Pressed on the question by the judges of whether the prime minister would abide by a ruling that prorogation was unlawful, Lord Keen responded that he had given ‘a clear undertaking that the prime minister will respond by all necessary means’ to the Supreme Court’s decision.

This must surely be taken to mean that Boris Johnson would comply by recalling parliament.

Lord Keen sought to provide the Supreme Court with a historical narrative of how prorogation has worked in the past, such as Clement Attlee’s prorogation in 1948 to get around the House of Lords blocking legislation which the House of Commons had passed.

However, Lady Hale, president of the Supreme Court, seemed unimpressed by this argument and responded that the 1948 example concerned ‘prorogation being used to enforce the will of parliament, not to frustrate it’.

This question, and the rather terse response given to Lord Keen, may indicate that Lady Hale has some sympathy with the argument that parliament had been deliberately marginalised in the run up to 31 October.

Finally, addressing the length of the prorogation Keen argued that the five weeks were needed for the party conference season and that, in reality, the time of the prorogation will only be seven days more than had been excepted if parliament had met for the full September sitting. In his view, this rebutted the Scottish court’s finding of an improper motive.

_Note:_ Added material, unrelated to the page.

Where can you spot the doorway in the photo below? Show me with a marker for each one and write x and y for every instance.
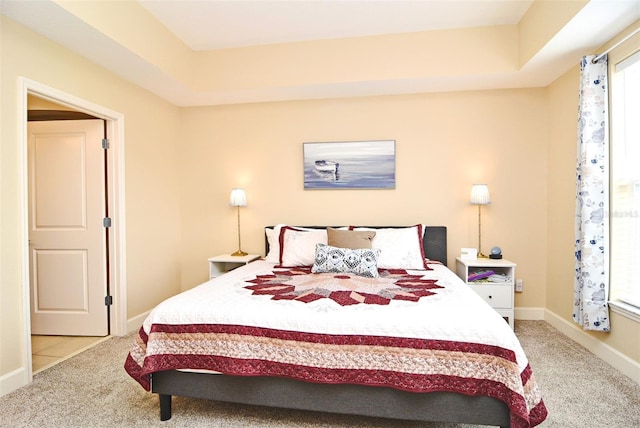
(114, 126)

This case is clearly finely balanced, and the first day does not provide a clear indication of how the Supreme Court may rule. However, two things appeared clear.

First, Lord Pannick’s argument, though challenged by the judges, appears to have got some traction, not least because he made some convincing arguments on the question of the prime minister’s intentions and the effect this has on parliamentary sovereignty and the scrutiny of the executive.

Secondly, Lord Keen had to address the question of whether the prime minster will comply with any judgment that orders for parliament to be recalled.

While this raises important questions about the rule of law, perhaps more significant in the context of Brexit is the political effect that such a judgment would have on the prime minister’s strategy of leaving the EU on 31 October.